Second, restoration tools were rewritten and reimplemented to execute in parallel, as well as optimized to fully consume the high-capacity I/O that was under-utilized by the serial process.
The bulk of downtime, between 36 and 48 hours, was spent waiting for reconstruction and verification of the new tables to ensure integrity of the modified infrastructure.
## Lessons Learned
* A good disaster recovery plan should be a requirement, and be regularly tested.
* During data migration, to preserve the possibility of rollback,
* be sure that all data has migrated, and
* do not wipe old nodes until the new nodes are verified operational
* Internal metrics have been improved to better indicate the criticality of services or Infrastructure that otherwise may be perceived to be non-critical.
* During a rush to meet an unanticipated deadline, in this case overshadowed by the 24 hr MMD, ask and accept as early as possible if the deadline cannot be met -- then respond quickly and accordingly.
## Things that went well
The root causes and trigger may have been human error, but the human response was exceptional:
* Compute, storage, and additional monitoring were quickly added or scaled to an otherwise deprecated infrastructure.

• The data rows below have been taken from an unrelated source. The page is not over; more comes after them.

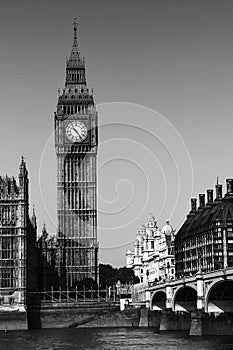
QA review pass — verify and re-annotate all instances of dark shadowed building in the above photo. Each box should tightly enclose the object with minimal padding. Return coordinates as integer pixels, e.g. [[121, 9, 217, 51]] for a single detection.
[[0, 158, 38, 310], [175, 179, 233, 277]]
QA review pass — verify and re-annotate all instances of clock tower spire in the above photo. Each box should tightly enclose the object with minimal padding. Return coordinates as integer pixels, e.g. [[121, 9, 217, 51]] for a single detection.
[[55, 19, 98, 287], [65, 18, 87, 87]]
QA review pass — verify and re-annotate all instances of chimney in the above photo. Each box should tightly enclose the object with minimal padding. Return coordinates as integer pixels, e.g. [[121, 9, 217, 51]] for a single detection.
[[191, 198, 197, 212], [207, 190, 214, 204], [226, 179, 233, 195], [215, 183, 222, 200], [198, 194, 205, 209]]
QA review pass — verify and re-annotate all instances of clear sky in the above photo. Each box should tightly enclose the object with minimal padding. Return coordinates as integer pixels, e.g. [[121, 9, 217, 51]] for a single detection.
[[0, 0, 233, 266]]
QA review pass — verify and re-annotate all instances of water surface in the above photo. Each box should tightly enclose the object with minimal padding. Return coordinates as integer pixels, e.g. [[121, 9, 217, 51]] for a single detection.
[[0, 328, 233, 350]]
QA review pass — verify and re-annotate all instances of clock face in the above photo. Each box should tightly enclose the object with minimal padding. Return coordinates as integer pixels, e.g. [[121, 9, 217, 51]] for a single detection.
[[66, 121, 87, 142]]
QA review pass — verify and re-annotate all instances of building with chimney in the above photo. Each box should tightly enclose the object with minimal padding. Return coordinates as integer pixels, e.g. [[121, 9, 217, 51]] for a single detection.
[[175, 179, 233, 277], [0, 158, 38, 311], [54, 19, 98, 288], [126, 214, 175, 283]]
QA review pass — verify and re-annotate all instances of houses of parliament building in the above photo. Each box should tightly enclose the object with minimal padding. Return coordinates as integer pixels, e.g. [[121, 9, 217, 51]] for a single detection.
[[0, 20, 98, 306]]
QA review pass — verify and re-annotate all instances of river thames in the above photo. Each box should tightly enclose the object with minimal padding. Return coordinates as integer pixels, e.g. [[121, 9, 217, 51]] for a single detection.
[[0, 328, 233, 350]]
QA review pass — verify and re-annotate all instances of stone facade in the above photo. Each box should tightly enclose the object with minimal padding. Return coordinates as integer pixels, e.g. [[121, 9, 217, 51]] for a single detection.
[[0, 158, 38, 310], [175, 179, 233, 277], [126, 214, 175, 283], [55, 21, 98, 287]]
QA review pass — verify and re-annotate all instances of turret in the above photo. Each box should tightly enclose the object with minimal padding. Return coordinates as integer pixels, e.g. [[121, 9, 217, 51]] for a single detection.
[[31, 205, 37, 232]]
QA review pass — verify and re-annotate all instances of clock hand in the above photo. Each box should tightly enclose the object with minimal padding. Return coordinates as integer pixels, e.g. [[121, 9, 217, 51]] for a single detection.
[[72, 128, 81, 138]]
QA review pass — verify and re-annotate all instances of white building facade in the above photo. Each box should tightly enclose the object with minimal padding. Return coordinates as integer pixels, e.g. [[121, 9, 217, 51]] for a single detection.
[[126, 214, 175, 283]]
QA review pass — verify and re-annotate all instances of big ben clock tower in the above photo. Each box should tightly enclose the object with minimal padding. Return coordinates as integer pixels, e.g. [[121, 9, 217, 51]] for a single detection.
[[55, 19, 98, 287]]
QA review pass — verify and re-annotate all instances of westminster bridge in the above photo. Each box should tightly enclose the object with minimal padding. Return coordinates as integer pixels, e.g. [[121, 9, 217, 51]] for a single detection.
[[133, 267, 233, 313]]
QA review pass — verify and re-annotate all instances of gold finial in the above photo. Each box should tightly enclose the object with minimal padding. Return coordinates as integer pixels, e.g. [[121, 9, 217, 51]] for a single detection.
[[73, 17, 78, 31]]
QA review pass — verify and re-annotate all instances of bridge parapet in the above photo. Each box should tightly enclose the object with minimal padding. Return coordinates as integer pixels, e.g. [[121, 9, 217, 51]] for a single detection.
[[133, 267, 233, 312]]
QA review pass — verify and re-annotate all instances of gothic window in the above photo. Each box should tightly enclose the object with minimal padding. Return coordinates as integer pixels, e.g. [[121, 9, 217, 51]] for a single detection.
[[1, 268, 13, 288], [2, 237, 12, 259]]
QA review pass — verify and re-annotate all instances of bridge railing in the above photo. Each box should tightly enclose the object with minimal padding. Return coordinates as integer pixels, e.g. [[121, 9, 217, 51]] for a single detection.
[[27, 289, 120, 305]]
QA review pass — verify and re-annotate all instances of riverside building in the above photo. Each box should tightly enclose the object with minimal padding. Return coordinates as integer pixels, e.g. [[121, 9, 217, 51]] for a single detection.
[[126, 214, 175, 283], [175, 179, 233, 277], [0, 158, 38, 311]]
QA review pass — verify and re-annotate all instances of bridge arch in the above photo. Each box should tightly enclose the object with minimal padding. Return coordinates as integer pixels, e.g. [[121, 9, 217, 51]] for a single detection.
[[150, 290, 167, 311], [205, 277, 233, 312], [173, 285, 197, 312]]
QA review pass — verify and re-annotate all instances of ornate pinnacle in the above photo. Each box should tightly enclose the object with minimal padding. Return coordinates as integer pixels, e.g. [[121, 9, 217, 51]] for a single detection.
[[71, 18, 79, 56]]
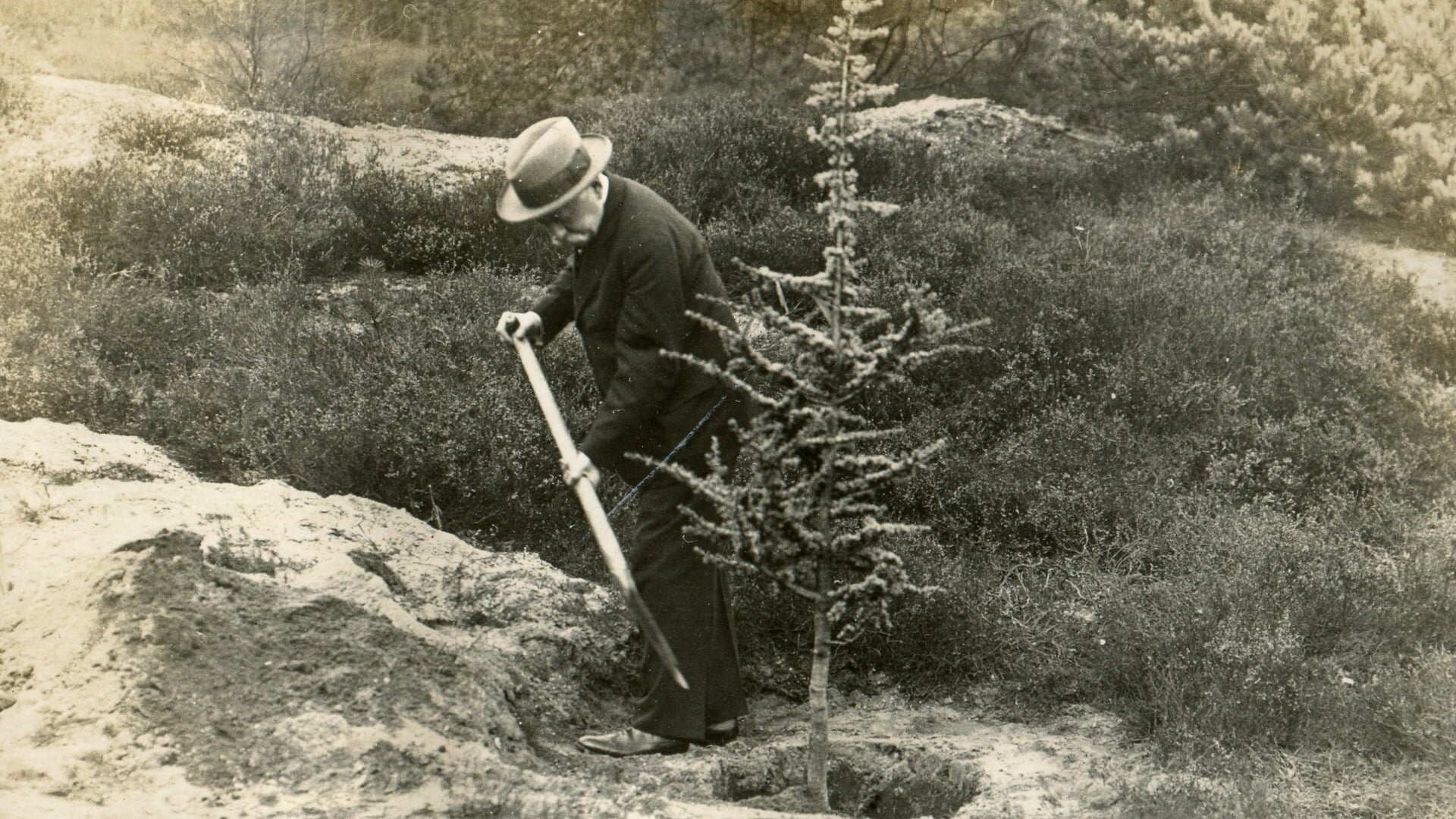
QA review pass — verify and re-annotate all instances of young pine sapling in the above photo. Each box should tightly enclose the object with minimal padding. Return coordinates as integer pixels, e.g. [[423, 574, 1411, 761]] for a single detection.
[[665, 0, 990, 809]]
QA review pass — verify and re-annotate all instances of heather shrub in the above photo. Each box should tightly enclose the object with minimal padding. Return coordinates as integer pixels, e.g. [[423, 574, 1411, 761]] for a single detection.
[[1012, 0, 1456, 242], [46, 114, 554, 287], [100, 108, 228, 158], [339, 163, 556, 274], [46, 119, 354, 287]]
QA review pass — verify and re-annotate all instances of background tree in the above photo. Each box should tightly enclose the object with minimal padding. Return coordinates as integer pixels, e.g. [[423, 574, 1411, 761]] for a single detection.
[[415, 0, 661, 134], [670, 0, 967, 809]]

* After 12 hours of diagnosis and failed attempts at recovery, the team redesigned and initiated deployment of the new architecture within 6 hours.
## Approximate Timeline of Milestones (UTC)
2011-11-10:
20:32 Storage nodes are wiped and rebooted as part of data migration
21:05 Signer operations fail, and soon after the process stops entirely
21:15 <ESCALATION TIME> restoration of IPFS service is prioritized
23:56 IPFS restored; attempts to repair CT logs begins
2021-11-11:
01:08 <Unknown at the time> Nimbus2022 queue is full; approx 500K certs affected.
05:22 Allocation begins for greater physical resources for the backend db.
07:22 Recovery scripts initiated.
07:47 Attempt to patch the service to serve logs directly from Kafka; this fails without the valid signer head, needed for integrity.
12:11 Recovery tools fail; their use of memory has not scaled with the size of logs.
12:15 Planning begins to re-architect and rebuild the backend to restore full service asap.
22:44 Decision to reconfigure separate server and signer processes for each log, in lieu of the single server and signer processes attached to all logs.
2021-11-12:
08:15 (Time approximate) Reconstruction progress is slower than anticipated. Work begins to optimize
21:00 (Time approximate) By this point we have learned how to accelerate db reconstruction by a factor of 18-24x
21:50 nimbus2017 and nimbus2023 are back online
2021-11-13:
04:38 nimbus2022 reconstruction is complete but, since this is the most affected log, additional checks and reviews begin to ensure integrity, and that the service will resume without incident.
13:41 nimbus2022 is back online
14:15 nimbus2018, nimbus2020, nimbus2019 are back online
17:21 nimbus2019 is back online -- this is the last remaining log
17:51 Outage declared to have ended.